命松丸 めいしょうまる(みょうしょうまる) 生没年不詳
生 涯
 『徒然草』の作者・吉田兼好の弟子。その実在が明確にわかるのは今川了俊の著『落書露顕』で、「二条家の門弟、兼好法師が弟子命松丸とて童形のはべりしかば歌よみにてはべりしが」と書かれたくだりである。この文から命松丸が少年期から兼好法師のそばに仕えていた(いわゆる「稚児」なのかもしれない)こと、二条派の歌詠みとして一定の名声があったことなどがうかがえる。後世の書物にその出自まで明記したもの(下野守貞吉の甥など)があるが、まず信用できない。

 『落書露顕』によるとその後出家し、今川了俊の庇護をうけるようになった。了俊が九州探題に任じられて九州にくだった際にも同行しており、了俊の文学談義のよき話し相手になっていたらしい。了俊は九州武士たちに求められるままに和歌の古典についての解説をおしげなく教授していたが、命松丸が「そのような秘説を簡単に人におっしゃるのはもったいないではありませんか」と意見した。これに対し了俊は「和歌を志す人に秘すべきではない」と答え、先例も挙げて反論している。命松丸の言動で信用できる史料上に確認できるのはこの一件のみである。

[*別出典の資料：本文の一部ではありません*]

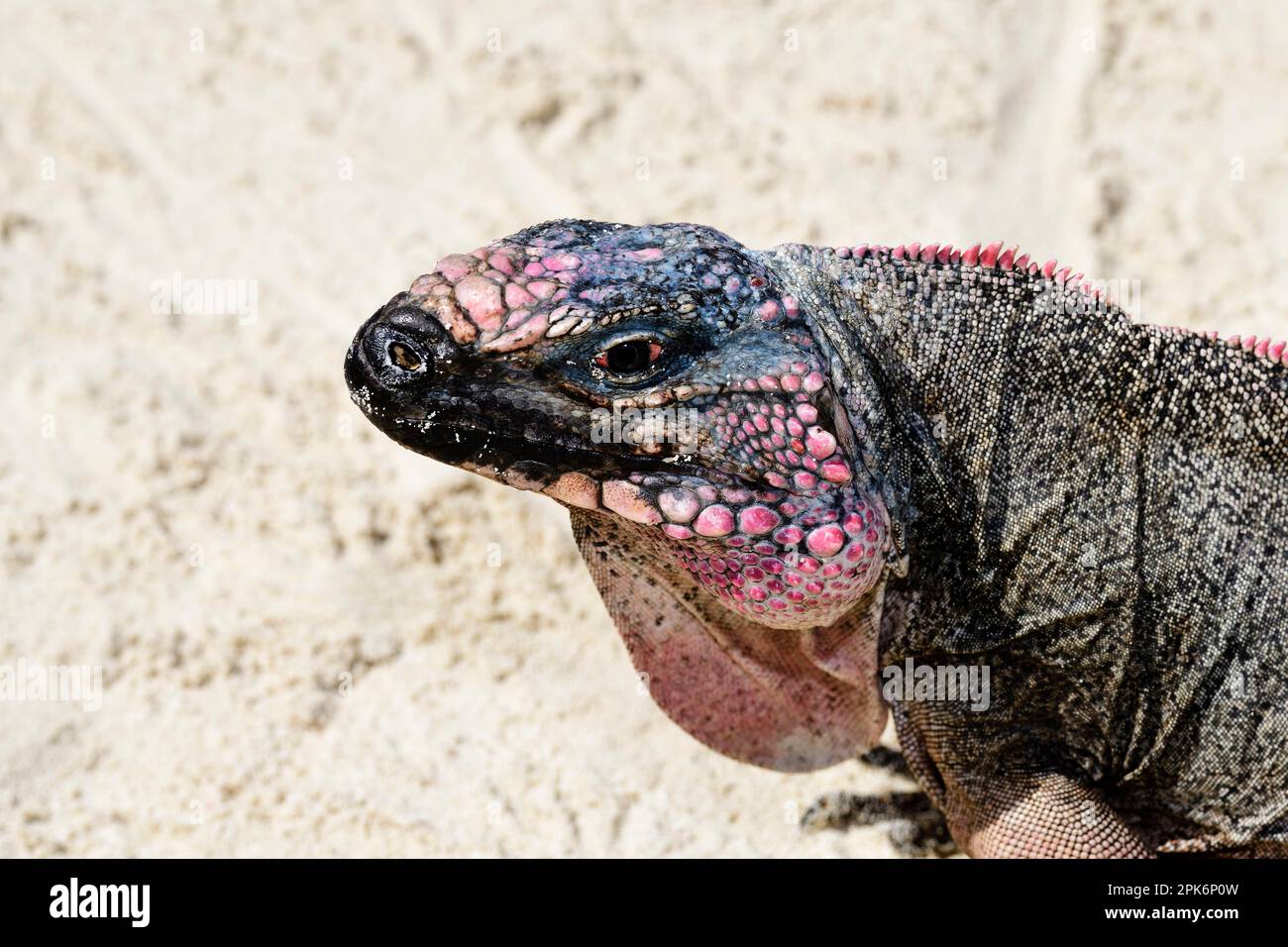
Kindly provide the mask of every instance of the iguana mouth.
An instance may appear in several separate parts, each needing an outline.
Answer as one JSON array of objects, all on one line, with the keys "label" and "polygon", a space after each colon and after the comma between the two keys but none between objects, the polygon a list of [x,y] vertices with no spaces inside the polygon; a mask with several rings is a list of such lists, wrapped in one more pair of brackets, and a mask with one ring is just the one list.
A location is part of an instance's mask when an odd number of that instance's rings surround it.
[{"label": "iguana mouth", "polygon": [[701,478],[715,486],[751,486],[739,477],[687,463],[684,457],[689,455],[684,454],[649,456],[598,451],[581,443],[565,443],[556,434],[549,438],[515,437],[457,420],[437,420],[434,414],[430,408],[421,417],[395,416],[390,419],[393,426],[388,429],[379,425],[379,421],[377,425],[404,447],[444,464],[469,464],[480,472],[491,469],[498,477],[507,469],[522,465],[540,482],[532,487],[535,490],[549,486],[565,473],[604,479],[634,473],[671,474]]}]

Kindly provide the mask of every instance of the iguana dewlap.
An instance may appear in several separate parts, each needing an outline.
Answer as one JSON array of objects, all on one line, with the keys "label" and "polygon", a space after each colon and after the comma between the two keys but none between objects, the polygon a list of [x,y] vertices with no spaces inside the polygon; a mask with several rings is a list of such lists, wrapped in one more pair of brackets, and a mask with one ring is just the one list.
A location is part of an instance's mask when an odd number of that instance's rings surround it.
[{"label": "iguana dewlap", "polygon": [[[558,220],[358,331],[401,445],[565,505],[658,705],[804,770],[887,713],[974,854],[1288,845],[1284,347],[998,245]],[[987,667],[987,707],[886,688]]]}]

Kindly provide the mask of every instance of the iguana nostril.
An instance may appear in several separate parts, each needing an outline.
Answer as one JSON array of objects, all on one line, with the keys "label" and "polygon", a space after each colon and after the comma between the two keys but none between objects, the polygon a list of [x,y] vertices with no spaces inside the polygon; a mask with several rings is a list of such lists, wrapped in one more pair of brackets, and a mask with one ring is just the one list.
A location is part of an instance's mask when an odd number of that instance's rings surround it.
[{"label": "iguana nostril", "polygon": [[401,341],[389,343],[386,354],[389,361],[403,371],[420,371],[425,367],[425,359],[416,354],[410,345]]}]

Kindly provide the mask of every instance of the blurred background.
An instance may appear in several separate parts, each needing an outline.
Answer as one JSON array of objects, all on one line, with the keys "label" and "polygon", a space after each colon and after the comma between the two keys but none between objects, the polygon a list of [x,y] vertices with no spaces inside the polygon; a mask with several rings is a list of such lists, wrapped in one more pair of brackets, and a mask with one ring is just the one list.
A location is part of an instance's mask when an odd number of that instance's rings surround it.
[{"label": "blurred background", "polygon": [[1006,240],[1288,334],[1283,15],[4,0],[0,669],[102,706],[0,701],[0,856],[890,854],[797,818],[891,777],[670,724],[563,512],[377,434],[349,339],[556,216]]}]

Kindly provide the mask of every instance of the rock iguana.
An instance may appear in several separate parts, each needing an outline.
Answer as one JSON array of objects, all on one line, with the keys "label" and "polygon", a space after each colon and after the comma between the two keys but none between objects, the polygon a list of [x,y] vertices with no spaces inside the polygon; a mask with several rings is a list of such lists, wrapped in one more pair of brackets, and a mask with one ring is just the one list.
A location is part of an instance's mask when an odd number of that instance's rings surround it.
[{"label": "rock iguana", "polygon": [[893,714],[967,853],[1288,852],[1283,344],[998,244],[556,220],[439,262],[345,374],[398,443],[568,508],[712,749],[815,769]]}]

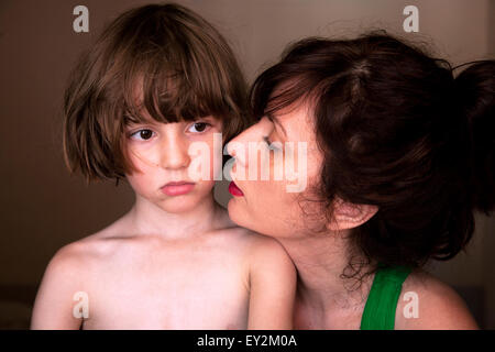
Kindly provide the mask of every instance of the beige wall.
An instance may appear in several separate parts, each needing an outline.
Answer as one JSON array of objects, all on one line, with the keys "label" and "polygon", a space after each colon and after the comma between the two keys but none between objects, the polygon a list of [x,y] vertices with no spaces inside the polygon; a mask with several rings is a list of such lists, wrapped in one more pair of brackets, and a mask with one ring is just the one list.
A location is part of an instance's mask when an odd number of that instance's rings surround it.
[{"label": "beige wall", "polygon": [[[132,205],[133,195],[125,185],[87,187],[79,176],[68,176],[61,152],[59,111],[67,74],[81,50],[117,14],[147,2],[0,3],[0,284],[37,284],[58,248],[101,229]],[[435,43],[437,53],[454,64],[495,53],[493,0],[176,2],[197,10],[226,34],[250,80],[275,63],[289,42],[308,35],[349,36],[370,28]],[[72,30],[77,4],[89,8],[89,34]],[[419,8],[419,34],[403,31],[407,4]],[[226,202],[224,188],[218,197]],[[450,284],[484,284],[495,328],[494,218],[480,217],[477,226],[468,255],[432,270]]]}]

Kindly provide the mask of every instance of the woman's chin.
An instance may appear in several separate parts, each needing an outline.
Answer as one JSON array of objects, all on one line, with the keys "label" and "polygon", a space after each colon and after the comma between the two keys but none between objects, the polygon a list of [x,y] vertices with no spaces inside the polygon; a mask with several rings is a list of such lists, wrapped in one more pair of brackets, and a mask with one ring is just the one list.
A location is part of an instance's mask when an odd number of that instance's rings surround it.
[{"label": "woman's chin", "polygon": [[227,211],[229,212],[229,217],[233,222],[235,222],[240,227],[246,228],[243,221],[245,220],[245,217],[243,217],[243,215],[245,215],[245,211],[242,211],[239,199],[237,199],[235,197],[230,199],[227,204]]}]

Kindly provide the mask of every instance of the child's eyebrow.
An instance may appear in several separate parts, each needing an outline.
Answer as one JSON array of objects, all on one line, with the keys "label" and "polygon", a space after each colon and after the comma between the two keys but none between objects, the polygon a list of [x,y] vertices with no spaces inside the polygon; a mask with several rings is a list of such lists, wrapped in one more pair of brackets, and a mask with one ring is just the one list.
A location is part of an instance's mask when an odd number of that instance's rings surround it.
[{"label": "child's eyebrow", "polygon": [[278,120],[278,118],[272,113],[265,113],[266,118],[272,121],[273,123],[275,123],[276,125],[278,125],[282,130],[282,132],[284,133],[284,136],[287,136],[287,132],[285,131],[284,127],[282,125],[280,121]]}]

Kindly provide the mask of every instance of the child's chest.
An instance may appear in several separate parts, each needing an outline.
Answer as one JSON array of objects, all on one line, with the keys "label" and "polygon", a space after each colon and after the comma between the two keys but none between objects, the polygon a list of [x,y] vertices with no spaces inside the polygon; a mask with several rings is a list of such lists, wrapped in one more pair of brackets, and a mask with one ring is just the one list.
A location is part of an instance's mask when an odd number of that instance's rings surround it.
[{"label": "child's chest", "polygon": [[84,328],[246,328],[249,288],[242,263],[229,255],[162,254],[103,265],[88,286]]}]

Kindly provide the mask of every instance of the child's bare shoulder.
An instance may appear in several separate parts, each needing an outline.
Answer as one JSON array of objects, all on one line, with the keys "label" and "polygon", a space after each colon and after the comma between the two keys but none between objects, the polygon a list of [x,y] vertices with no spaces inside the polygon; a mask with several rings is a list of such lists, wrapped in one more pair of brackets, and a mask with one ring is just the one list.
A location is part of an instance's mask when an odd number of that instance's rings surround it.
[{"label": "child's bare shoulder", "polygon": [[46,272],[81,275],[99,262],[109,258],[120,246],[125,235],[120,234],[122,221],[119,219],[109,227],[86,238],[61,248],[48,263]]}]

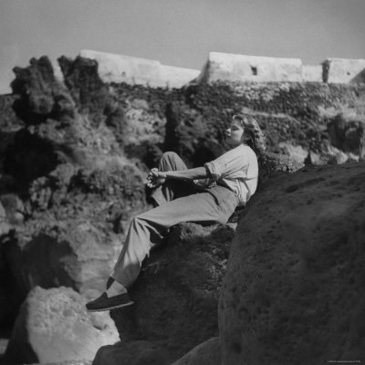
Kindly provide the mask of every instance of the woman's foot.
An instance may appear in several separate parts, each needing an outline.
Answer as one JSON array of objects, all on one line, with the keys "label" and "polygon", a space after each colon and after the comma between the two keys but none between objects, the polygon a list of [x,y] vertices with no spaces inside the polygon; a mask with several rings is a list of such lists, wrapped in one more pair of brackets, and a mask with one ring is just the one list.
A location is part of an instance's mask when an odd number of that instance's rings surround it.
[{"label": "woman's foot", "polygon": [[115,281],[100,297],[86,304],[89,312],[101,312],[130,306],[133,301],[128,294],[127,288]]}]

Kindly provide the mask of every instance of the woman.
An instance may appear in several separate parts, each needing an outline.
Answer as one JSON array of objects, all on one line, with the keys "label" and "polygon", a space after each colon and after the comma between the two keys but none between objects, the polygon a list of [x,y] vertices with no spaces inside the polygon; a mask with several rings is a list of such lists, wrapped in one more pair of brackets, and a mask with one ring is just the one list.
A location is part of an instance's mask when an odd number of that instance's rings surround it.
[{"label": "woman", "polygon": [[226,223],[236,206],[250,199],[257,186],[257,157],[265,153],[260,127],[251,116],[235,115],[226,141],[231,150],[203,167],[187,169],[176,153],[163,154],[159,169],[152,169],[147,178],[147,185],[154,188],[156,207],[132,219],[107,289],[86,305],[89,311],[133,303],[128,288],[139,276],[142,260],[171,226],[182,222]]}]

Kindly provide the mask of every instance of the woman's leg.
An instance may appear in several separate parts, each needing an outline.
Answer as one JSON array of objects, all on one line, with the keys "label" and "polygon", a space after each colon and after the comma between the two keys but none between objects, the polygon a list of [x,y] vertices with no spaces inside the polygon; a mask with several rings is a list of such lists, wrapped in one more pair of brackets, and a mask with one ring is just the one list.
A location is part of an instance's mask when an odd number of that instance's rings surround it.
[{"label": "woman's leg", "polygon": [[133,218],[122,251],[111,276],[128,287],[138,277],[151,248],[162,238],[167,228],[182,222],[225,223],[235,211],[238,198],[222,188],[223,196],[201,193],[165,203]]},{"label": "woman's leg", "polygon": [[[185,162],[175,152],[164,152],[159,164],[159,171],[182,171],[186,170]],[[153,190],[151,198],[156,205],[162,205],[173,199],[187,196],[197,193],[197,189],[193,182],[183,182],[177,180],[168,180],[164,184]]]}]

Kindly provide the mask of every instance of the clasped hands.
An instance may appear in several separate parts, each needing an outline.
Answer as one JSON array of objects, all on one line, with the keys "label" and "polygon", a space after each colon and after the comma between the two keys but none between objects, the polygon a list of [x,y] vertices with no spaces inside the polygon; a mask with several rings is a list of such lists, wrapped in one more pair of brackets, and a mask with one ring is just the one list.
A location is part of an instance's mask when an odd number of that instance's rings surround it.
[{"label": "clasped hands", "polygon": [[162,185],[166,181],[166,172],[159,172],[156,168],[150,171],[147,176],[147,186],[149,188],[155,188],[156,186]]}]

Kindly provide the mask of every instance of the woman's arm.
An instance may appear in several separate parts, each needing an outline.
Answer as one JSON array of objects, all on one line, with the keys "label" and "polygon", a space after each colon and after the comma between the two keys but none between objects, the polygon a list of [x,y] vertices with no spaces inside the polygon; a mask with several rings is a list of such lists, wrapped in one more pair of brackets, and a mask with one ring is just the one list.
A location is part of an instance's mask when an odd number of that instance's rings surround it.
[{"label": "woman's arm", "polygon": [[159,172],[157,169],[152,169],[147,177],[147,186],[154,188],[162,184],[166,179],[193,181],[206,177],[208,175],[205,167],[170,172]]},{"label": "woman's arm", "polygon": [[175,180],[196,180],[196,179],[204,179],[208,177],[205,167],[196,167],[194,169],[187,169],[181,171],[170,171],[164,173],[166,179],[175,179]]}]

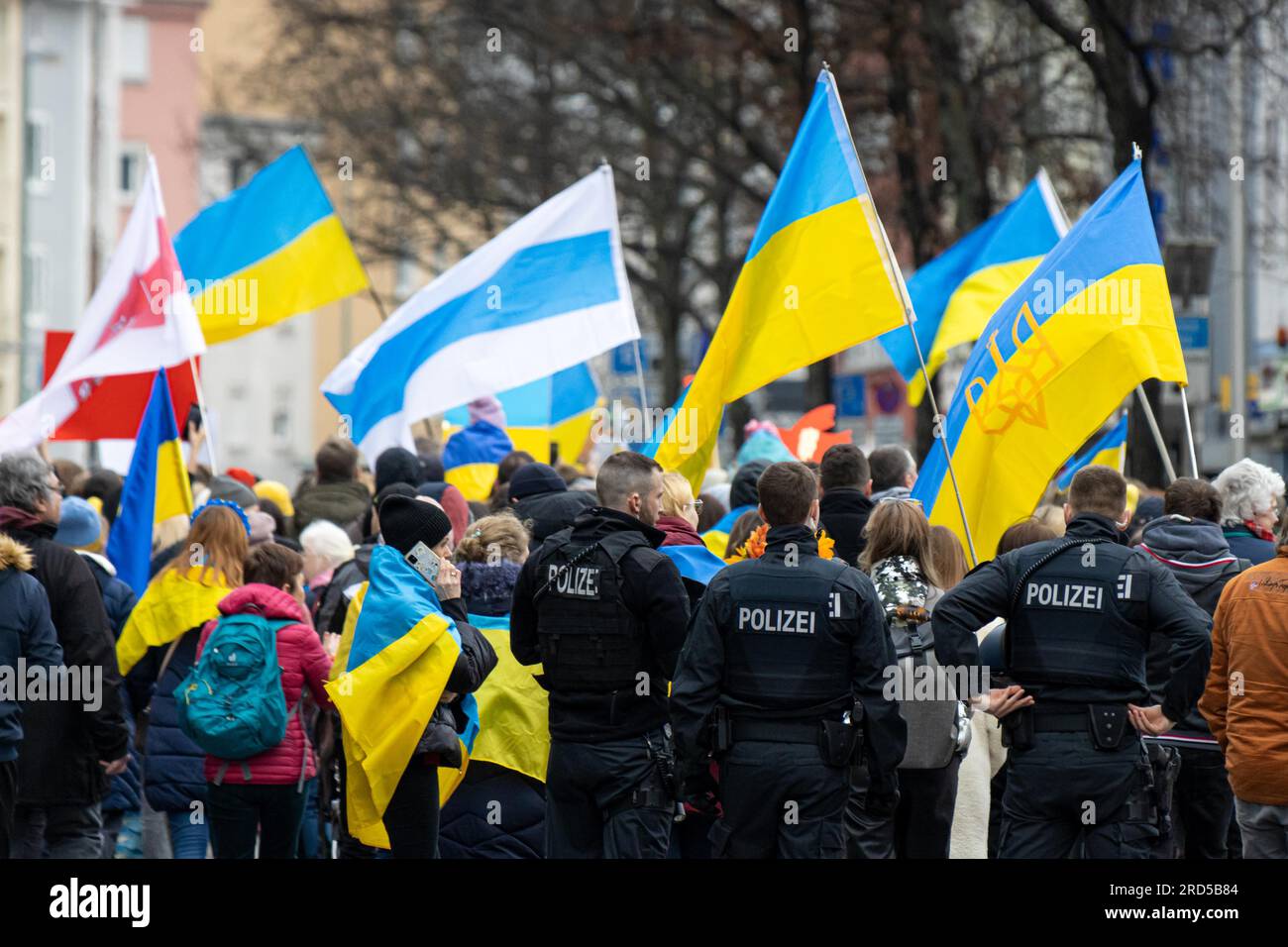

 命松丸は兼好と了俊を結ぶ存在であるため、古くから『徒然草』編集に深くかかわったのではないかと推測されている。戦国期の公家・三条西実枝が記した『崑玉集』に『徒然草』の成立秘話が伝えられていて、了俊が命松丸に「兼好の書いた歌や物語などは残っていないか」と聞いたところ、命松丸が「書き捨てられた文章や歌などの多くが庵の壁に貼ってあるが、大切なものは私が保管している」と答えたので、了俊は命松丸らに命じてそれらを集めさせ、編集したことになっている。「いかにも」な話ではあり、しばしば引き合いに出されるのだが、この話では兼好の庵が伊賀にあることになっていて、兼好の伊賀隠居説が室町期に生まれた創作であることが確定している今日ではそのまま全面的に信じることはできない。
歴史小説では
吉川英治『私本太平記』では兼好と共に重要なレギュラーキャラクターとして登場しており、雀を飼う愛らしい少年として描かれ、建武政権期まで随所で活躍する。エピローグ部分で『崑玉集』の話をもとにした『徒然草』誕生秘話も語られている。